Relinquished

I

Dalia stood at the very end of the balcony that she once called her own. Like this city, this house, the family- this balcony too did not belong to her anymore. She had left the city and this house out of her own will. Customs told her that she had severed all ties with the family that had been her own since birth. Apparently, she had relinquished her own “Gothra” to take up her husband’s one, during her wedding.

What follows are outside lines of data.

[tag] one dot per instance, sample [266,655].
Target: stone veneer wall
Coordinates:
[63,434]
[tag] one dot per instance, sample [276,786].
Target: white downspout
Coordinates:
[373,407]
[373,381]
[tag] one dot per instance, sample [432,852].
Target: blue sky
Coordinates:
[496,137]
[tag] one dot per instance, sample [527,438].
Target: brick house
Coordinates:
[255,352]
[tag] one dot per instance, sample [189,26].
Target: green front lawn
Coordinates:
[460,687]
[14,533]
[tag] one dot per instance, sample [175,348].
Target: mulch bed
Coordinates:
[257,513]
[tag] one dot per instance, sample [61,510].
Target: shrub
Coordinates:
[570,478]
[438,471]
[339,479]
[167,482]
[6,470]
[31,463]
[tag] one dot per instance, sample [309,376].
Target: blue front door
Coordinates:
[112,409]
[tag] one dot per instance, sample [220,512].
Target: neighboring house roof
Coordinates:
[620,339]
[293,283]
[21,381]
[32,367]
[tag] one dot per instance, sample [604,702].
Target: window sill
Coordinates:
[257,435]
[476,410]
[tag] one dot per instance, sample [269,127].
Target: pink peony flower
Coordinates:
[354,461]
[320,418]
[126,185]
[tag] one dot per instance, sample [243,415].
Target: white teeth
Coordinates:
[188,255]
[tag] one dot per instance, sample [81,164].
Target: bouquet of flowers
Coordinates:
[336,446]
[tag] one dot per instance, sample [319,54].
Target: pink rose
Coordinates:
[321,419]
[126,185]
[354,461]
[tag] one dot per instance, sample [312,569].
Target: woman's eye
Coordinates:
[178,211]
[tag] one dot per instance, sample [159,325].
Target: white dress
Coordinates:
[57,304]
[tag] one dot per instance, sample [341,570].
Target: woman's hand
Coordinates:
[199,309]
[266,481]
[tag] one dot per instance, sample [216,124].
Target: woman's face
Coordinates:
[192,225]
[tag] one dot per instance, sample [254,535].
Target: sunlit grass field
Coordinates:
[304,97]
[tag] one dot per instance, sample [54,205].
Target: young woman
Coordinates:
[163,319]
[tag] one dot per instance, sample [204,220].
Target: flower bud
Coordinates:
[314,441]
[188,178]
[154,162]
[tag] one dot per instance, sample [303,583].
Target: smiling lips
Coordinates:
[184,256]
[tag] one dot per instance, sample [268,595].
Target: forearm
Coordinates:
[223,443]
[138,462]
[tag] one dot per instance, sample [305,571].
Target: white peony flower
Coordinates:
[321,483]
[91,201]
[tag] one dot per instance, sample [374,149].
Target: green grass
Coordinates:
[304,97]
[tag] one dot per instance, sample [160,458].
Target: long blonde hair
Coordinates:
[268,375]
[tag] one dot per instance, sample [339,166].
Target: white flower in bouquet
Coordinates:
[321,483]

All that happened, ties of a lifetime were severed and nobody noticed, not even Dalia. Her one business decision could determine the accountable balance sheet profits and losses, but here she was unable to perform the last rites of her maternal grandmother during her “Shraadh” ceremony as she belonged to a different “Gothra”. The Purohit told Dalia that she could have performed the ceremony along with her mother, who herself had curtailed rights of mourning for her own mother, if she was still unmarried.

And that precisely gave her the freedom to not offer ritualistic holy water to the soul of  one person who had seen her journey from the shy girl in the primary section of her school who felt scared about informing her teacher that she needed to use the toilet to the one who could herald the attention of an entire board room full of people.

Dalia had heard stories that even before she was born, her maternal grandmother had started stitching dresses for her as she was almost sure that Goddess Lakshmi would bless her eldest daughter this time. Dalia had two elder brothers who enjoyed almost as much attention from her grandmother, but it was she who was her ‘Dimma’s’ favourite. She was almost overjoyed when Dalia got through one of the premium B school of the country and fetched a big ticket job. She was even happier when Dalia got married. It was on that fateful day that Dimma had told Dalia that all her wishes had come true and she could die peacefully now – the day Dalia officially relinquished her right to ritualistically mourn Dimma’s death.

II

A few guests had arrived. Dalia’s parents had preferred not calling many guests as her maternal uncle’s family was still in mourning. Some of them asked Dalia about her life. She smiled and they smiled back. From a distance she watched both her brothers and her mother completing the rituals and offering a “Pranaam” towards the departed soul.

She offered a prayer too.

It was that moment when she realised that she could manage mergers and acquisitions at ease, but for her own self a mere “Kanyadaan” is enough. Enough to relinquish her right to mourn her own grandmother’s death whom she was most attached to and probably sometime later in life, her right to mourn her own parents’ death too.

And she still did not understand how can a few mantras change her “Gothra”, her lineage and the very bloodline she belonged to, since her birth.